Solutions Manual (All Chapters) Fundamentals of Corporate Finance (Australia) 8 th
edition Ross, Westerfield and Jordan
Brad Jordan Joe Smolira © McGraw-Hill Australia Ross, Fundamentals of Corporate Finance, 8e 1 / 4
© McGraw-Hill Australia Ross, Fundamentals of Corporate Finance, 8e
CHAPTER 1
INTRODUCTION TO CORPORATE
FINANCE
Answers to Concepts review and critical thinking questions
- Capital budgeting (deciding whether to expand a manufacturing plant), capital structure
(deciding whether to issue new equity and use the proceeds to retire outstanding debt) and working capital management (modifying the firm’s credit collection policy with its customers).
- Disadvantages: unlimited liability, limited life, difficulty in transferring ownership, difficulty
in raising capital funds. Some advantages: simpler, less regulation, the owners are also the managers, sometimes personal tax rates are better than corporate tax rates.
- The primary disadvantage of the corporate form is the double taxation to shareholders of
distributed earnings and dividends for some shareholders. Some advantages include: limited liability, ease of transferability, ability to raise capital and unlimited life.
- In response to stricter corporate governance legislations, some small firms have elected to go
dark because of the costs of compliance. The costs to comply with some of the corporate governance legislations can be up to several million dollars, which can be a large percentage of a small firm’s profits. A major cost of going dark is less access to capital. Since the firm is no longer publicly traded, it can no longer raise money in the public market.
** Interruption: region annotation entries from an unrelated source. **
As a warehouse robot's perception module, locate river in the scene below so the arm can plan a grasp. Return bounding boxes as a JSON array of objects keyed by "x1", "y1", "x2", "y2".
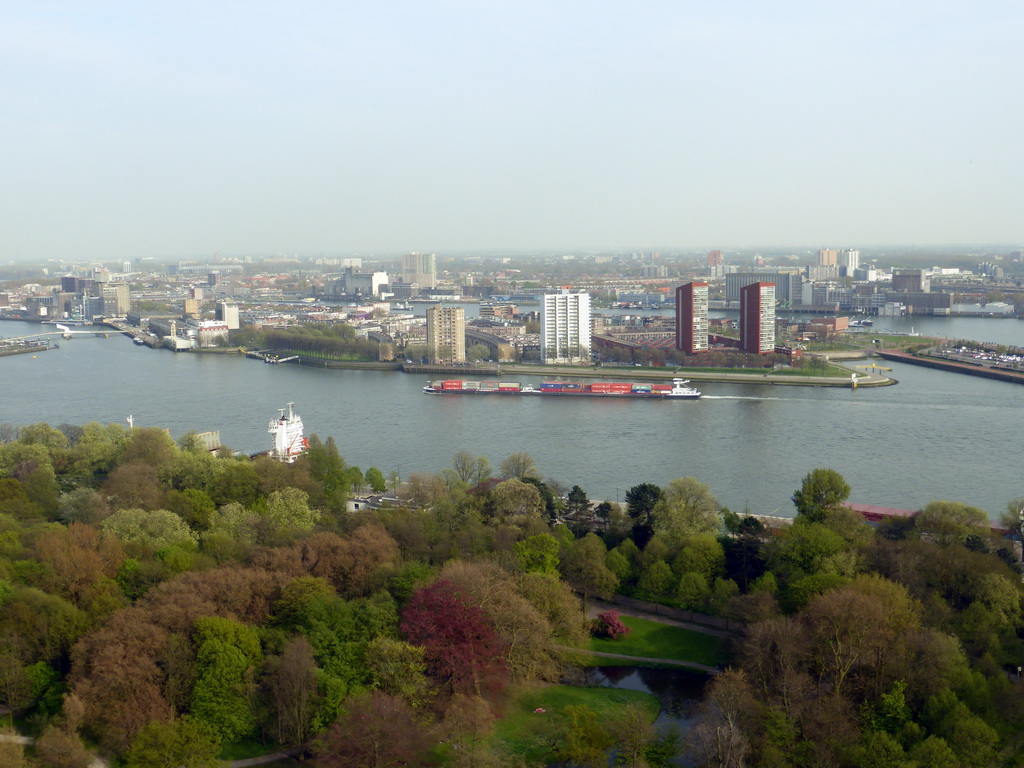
[{"x1": 0, "y1": 318, "x2": 1024, "y2": 516}]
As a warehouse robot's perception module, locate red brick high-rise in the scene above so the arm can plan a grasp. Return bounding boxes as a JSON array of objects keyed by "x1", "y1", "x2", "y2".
[
  {"x1": 676, "y1": 282, "x2": 708, "y2": 354},
  {"x1": 739, "y1": 283, "x2": 775, "y2": 354}
]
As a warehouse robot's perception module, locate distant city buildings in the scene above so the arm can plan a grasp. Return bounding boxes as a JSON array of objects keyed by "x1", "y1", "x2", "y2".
[
  {"x1": 401, "y1": 253, "x2": 437, "y2": 289},
  {"x1": 676, "y1": 282, "x2": 708, "y2": 354},
  {"x1": 893, "y1": 269, "x2": 932, "y2": 293},
  {"x1": 427, "y1": 304, "x2": 466, "y2": 365},
  {"x1": 739, "y1": 283, "x2": 775, "y2": 354},
  {"x1": 331, "y1": 266, "x2": 388, "y2": 297},
  {"x1": 839, "y1": 248, "x2": 860, "y2": 278},
  {"x1": 541, "y1": 290, "x2": 591, "y2": 365}
]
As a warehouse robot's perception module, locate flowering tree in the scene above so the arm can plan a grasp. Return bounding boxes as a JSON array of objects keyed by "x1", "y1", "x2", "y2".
[
  {"x1": 593, "y1": 610, "x2": 632, "y2": 640},
  {"x1": 401, "y1": 579, "x2": 508, "y2": 696}
]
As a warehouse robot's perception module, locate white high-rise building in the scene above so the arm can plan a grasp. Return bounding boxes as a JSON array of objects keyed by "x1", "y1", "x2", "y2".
[
  {"x1": 401, "y1": 253, "x2": 437, "y2": 289},
  {"x1": 839, "y1": 248, "x2": 860, "y2": 276},
  {"x1": 541, "y1": 291, "x2": 590, "y2": 364}
]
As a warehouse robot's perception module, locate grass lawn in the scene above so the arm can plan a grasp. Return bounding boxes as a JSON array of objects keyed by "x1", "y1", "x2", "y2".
[
  {"x1": 590, "y1": 616, "x2": 729, "y2": 667},
  {"x1": 494, "y1": 685, "x2": 660, "y2": 765}
]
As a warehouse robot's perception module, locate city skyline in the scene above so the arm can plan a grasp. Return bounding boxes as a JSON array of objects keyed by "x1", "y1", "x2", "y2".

Although the company will still have access to bank loans and the private equity market, the costs associated with raising funds in these markets are usually higher than the costs of raising funds in the public market.
- The treasurer’s office and the chief accountant’s office are the two primary organisational
groups that report directly to the chief financial officer. The chief accountant’s office handles cost and financial accounting, tax management and management information systems. The treasurer’s office is responsible for cash and credit management, capital budgeting and financial planning. Therefore, the study of corporate finance is concentrated within the treasury group’s functions.
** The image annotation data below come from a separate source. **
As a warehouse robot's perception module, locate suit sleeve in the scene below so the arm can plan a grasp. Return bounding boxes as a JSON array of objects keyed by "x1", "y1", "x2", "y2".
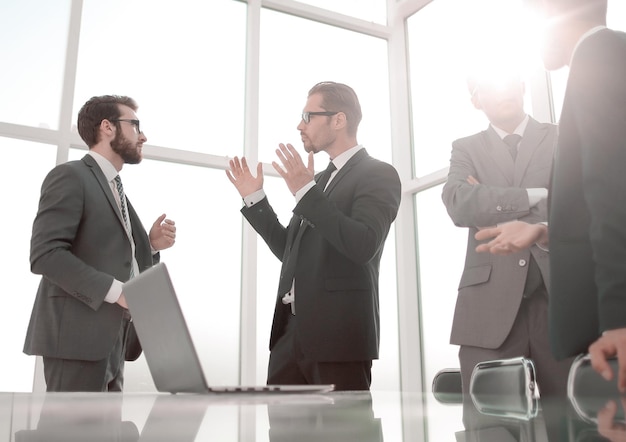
[
  {"x1": 294, "y1": 160, "x2": 401, "y2": 264},
  {"x1": 442, "y1": 140, "x2": 531, "y2": 227},
  {"x1": 30, "y1": 165, "x2": 113, "y2": 310},
  {"x1": 241, "y1": 197, "x2": 288, "y2": 261},
  {"x1": 570, "y1": 38, "x2": 626, "y2": 331}
]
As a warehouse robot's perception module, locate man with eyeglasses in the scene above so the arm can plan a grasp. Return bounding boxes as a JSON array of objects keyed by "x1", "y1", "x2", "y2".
[
  {"x1": 442, "y1": 65, "x2": 571, "y2": 398},
  {"x1": 476, "y1": 0, "x2": 626, "y2": 394},
  {"x1": 226, "y1": 82, "x2": 401, "y2": 390},
  {"x1": 24, "y1": 95, "x2": 176, "y2": 391}
]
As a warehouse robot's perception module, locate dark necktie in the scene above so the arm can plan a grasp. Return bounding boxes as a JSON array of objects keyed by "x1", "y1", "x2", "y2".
[
  {"x1": 278, "y1": 161, "x2": 337, "y2": 296},
  {"x1": 504, "y1": 134, "x2": 522, "y2": 161},
  {"x1": 317, "y1": 161, "x2": 337, "y2": 190},
  {"x1": 115, "y1": 175, "x2": 135, "y2": 279}
]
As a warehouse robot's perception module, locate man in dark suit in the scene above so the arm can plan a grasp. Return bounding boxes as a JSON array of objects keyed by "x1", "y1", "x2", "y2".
[
  {"x1": 477, "y1": 0, "x2": 626, "y2": 391},
  {"x1": 226, "y1": 82, "x2": 401, "y2": 390},
  {"x1": 24, "y1": 95, "x2": 176, "y2": 391},
  {"x1": 442, "y1": 68, "x2": 571, "y2": 397}
]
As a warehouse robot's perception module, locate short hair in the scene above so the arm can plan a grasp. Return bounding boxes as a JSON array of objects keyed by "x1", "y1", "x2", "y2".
[
  {"x1": 309, "y1": 81, "x2": 363, "y2": 135},
  {"x1": 78, "y1": 95, "x2": 138, "y2": 149}
]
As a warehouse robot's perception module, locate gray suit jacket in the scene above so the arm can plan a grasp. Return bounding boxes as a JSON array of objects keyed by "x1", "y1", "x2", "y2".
[
  {"x1": 242, "y1": 149, "x2": 401, "y2": 362},
  {"x1": 442, "y1": 118, "x2": 556, "y2": 348},
  {"x1": 24, "y1": 155, "x2": 159, "y2": 361}
]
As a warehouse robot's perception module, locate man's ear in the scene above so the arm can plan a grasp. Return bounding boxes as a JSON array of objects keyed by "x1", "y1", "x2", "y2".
[
  {"x1": 99, "y1": 119, "x2": 116, "y2": 140},
  {"x1": 335, "y1": 112, "x2": 348, "y2": 129}
]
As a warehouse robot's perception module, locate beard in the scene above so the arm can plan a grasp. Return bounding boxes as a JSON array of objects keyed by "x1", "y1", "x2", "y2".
[{"x1": 111, "y1": 131, "x2": 143, "y2": 164}]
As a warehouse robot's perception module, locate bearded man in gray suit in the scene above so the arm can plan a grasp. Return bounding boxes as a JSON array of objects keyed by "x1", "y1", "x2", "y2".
[
  {"x1": 442, "y1": 67, "x2": 571, "y2": 396},
  {"x1": 24, "y1": 95, "x2": 176, "y2": 391}
]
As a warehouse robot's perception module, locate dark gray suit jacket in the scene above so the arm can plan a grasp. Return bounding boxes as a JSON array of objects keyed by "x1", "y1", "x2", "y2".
[
  {"x1": 549, "y1": 29, "x2": 626, "y2": 358},
  {"x1": 24, "y1": 155, "x2": 159, "y2": 361},
  {"x1": 242, "y1": 149, "x2": 401, "y2": 362},
  {"x1": 442, "y1": 118, "x2": 557, "y2": 348}
]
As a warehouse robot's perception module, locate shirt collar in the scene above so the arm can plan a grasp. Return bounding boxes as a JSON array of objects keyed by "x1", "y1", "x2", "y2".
[
  {"x1": 569, "y1": 25, "x2": 606, "y2": 66},
  {"x1": 331, "y1": 144, "x2": 363, "y2": 170},
  {"x1": 491, "y1": 115, "x2": 530, "y2": 139},
  {"x1": 87, "y1": 150, "x2": 119, "y2": 182}
]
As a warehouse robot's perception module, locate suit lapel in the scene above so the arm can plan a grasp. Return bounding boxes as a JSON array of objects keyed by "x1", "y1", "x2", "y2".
[
  {"x1": 482, "y1": 126, "x2": 515, "y2": 186},
  {"x1": 83, "y1": 155, "x2": 132, "y2": 238},
  {"x1": 324, "y1": 148, "x2": 369, "y2": 195}
]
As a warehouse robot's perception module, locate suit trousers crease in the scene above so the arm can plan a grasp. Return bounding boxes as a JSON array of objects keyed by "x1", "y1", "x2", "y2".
[
  {"x1": 459, "y1": 282, "x2": 572, "y2": 396},
  {"x1": 43, "y1": 314, "x2": 130, "y2": 392},
  {"x1": 267, "y1": 305, "x2": 372, "y2": 390}
]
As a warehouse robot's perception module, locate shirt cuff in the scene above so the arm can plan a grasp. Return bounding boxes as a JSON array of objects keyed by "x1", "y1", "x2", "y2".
[
  {"x1": 526, "y1": 187, "x2": 548, "y2": 207},
  {"x1": 104, "y1": 279, "x2": 124, "y2": 304},
  {"x1": 243, "y1": 189, "x2": 265, "y2": 207}
]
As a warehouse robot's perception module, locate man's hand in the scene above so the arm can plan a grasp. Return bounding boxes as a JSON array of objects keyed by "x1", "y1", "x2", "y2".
[
  {"x1": 474, "y1": 221, "x2": 548, "y2": 255},
  {"x1": 226, "y1": 157, "x2": 263, "y2": 198},
  {"x1": 598, "y1": 396, "x2": 626, "y2": 442},
  {"x1": 150, "y1": 214, "x2": 176, "y2": 250},
  {"x1": 272, "y1": 143, "x2": 315, "y2": 195},
  {"x1": 588, "y1": 328, "x2": 626, "y2": 393}
]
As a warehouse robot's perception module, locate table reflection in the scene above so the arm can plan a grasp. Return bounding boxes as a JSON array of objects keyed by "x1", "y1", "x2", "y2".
[{"x1": 0, "y1": 386, "x2": 626, "y2": 442}]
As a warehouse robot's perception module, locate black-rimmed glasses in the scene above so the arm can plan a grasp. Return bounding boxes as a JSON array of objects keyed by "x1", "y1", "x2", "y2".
[
  {"x1": 302, "y1": 111, "x2": 339, "y2": 124},
  {"x1": 109, "y1": 118, "x2": 141, "y2": 133}
]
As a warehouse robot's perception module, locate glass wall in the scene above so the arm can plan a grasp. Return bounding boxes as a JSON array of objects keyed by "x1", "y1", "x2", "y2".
[
  {"x1": 0, "y1": 137, "x2": 56, "y2": 391},
  {"x1": 72, "y1": 0, "x2": 246, "y2": 155},
  {"x1": 0, "y1": 0, "x2": 70, "y2": 129}
]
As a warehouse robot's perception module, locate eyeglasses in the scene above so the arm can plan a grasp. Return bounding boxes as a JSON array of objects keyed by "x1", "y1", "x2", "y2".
[
  {"x1": 302, "y1": 111, "x2": 339, "y2": 124},
  {"x1": 109, "y1": 118, "x2": 141, "y2": 133}
]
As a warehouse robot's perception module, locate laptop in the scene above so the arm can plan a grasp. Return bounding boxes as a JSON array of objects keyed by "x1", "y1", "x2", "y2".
[{"x1": 123, "y1": 263, "x2": 334, "y2": 394}]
- The financial manager is the person responsible for making decisions in the interest of
shareholders of a firm. The financial manager of a firm should be motivated to make good financial management decisions. The goal to maximise the current market value (share price) of the equity of the firm (whether it is publicly traded or not) always motivates the actions of the firm’s financial manager.
- In the corporate form of ownership, the shareholders are the owners of the firm. The
shareholders elect the directors of the corporation, who in turn appoint the firm’s management. 2 / 4
2 SOLUTIONS MANUAL
This separation of ownership from control in the corporate form of organisation is what causes agency problems to exist. Management may act in its own or someone else’s best interests, rather than those of the shareholders. If such events occur, they may contradict the goal of maximising the share price of the equity of the firm.
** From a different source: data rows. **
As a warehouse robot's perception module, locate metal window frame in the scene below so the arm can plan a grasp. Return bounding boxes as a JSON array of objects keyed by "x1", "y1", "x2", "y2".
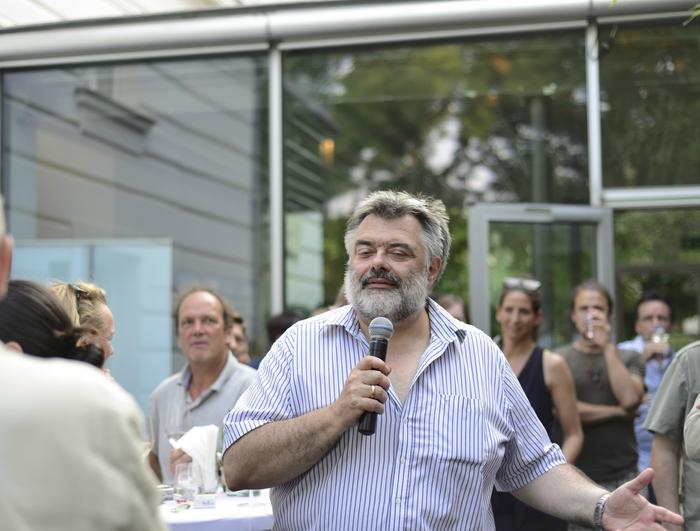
[
  {"x1": 0, "y1": 0, "x2": 700, "y2": 312},
  {"x1": 468, "y1": 203, "x2": 615, "y2": 334}
]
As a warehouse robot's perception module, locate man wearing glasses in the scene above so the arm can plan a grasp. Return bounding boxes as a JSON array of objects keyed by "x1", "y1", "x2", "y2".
[{"x1": 617, "y1": 291, "x2": 674, "y2": 501}]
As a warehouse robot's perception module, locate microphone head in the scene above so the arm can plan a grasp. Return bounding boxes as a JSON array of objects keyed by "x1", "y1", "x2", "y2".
[{"x1": 369, "y1": 317, "x2": 394, "y2": 341}]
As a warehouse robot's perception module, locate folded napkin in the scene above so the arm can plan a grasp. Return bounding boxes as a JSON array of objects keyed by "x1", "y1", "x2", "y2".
[{"x1": 177, "y1": 424, "x2": 219, "y2": 492}]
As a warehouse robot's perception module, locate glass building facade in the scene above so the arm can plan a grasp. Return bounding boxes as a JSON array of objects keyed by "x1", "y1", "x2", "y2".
[{"x1": 0, "y1": 0, "x2": 700, "y2": 412}]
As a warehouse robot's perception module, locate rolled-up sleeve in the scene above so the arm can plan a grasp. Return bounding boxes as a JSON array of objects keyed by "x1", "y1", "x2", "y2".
[{"x1": 496, "y1": 364, "x2": 566, "y2": 491}]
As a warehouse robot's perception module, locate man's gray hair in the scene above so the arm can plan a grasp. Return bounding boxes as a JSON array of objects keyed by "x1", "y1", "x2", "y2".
[{"x1": 345, "y1": 191, "x2": 452, "y2": 283}]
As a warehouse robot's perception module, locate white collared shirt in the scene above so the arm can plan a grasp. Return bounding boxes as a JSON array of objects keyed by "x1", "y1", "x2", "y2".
[{"x1": 224, "y1": 301, "x2": 565, "y2": 530}]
- The Initial Public Offering (IPO) is a primary market transaction. The IPO is made to raise
capital by the issue of new securities and the primary market is the place where the new securities are traded to raise capital. Hence, IPO is a primary market transaction.
- In auction markets like the ASX, brokers buy and sell shares on the instructions of their clients,
placing orders on the ASX’s automated trading system. Dealer markets such as NASDAQ in the US represent dealers operating in dispersed locales that buy and sell assets themselves.They usually communicate with other dealers electronically or literally over the counter.
- Since such organisations frequently pursue social or political missions, many different goals
are conceivable. One goal that is often cited is revenue minimisation; that is, provide whatever goods and services are offered at the lowest possible cost to society. A better approach might be to observe that even a not-for-profit business has equity. Thus, one answer is that the appropriate goal is to maximise the value of the equity.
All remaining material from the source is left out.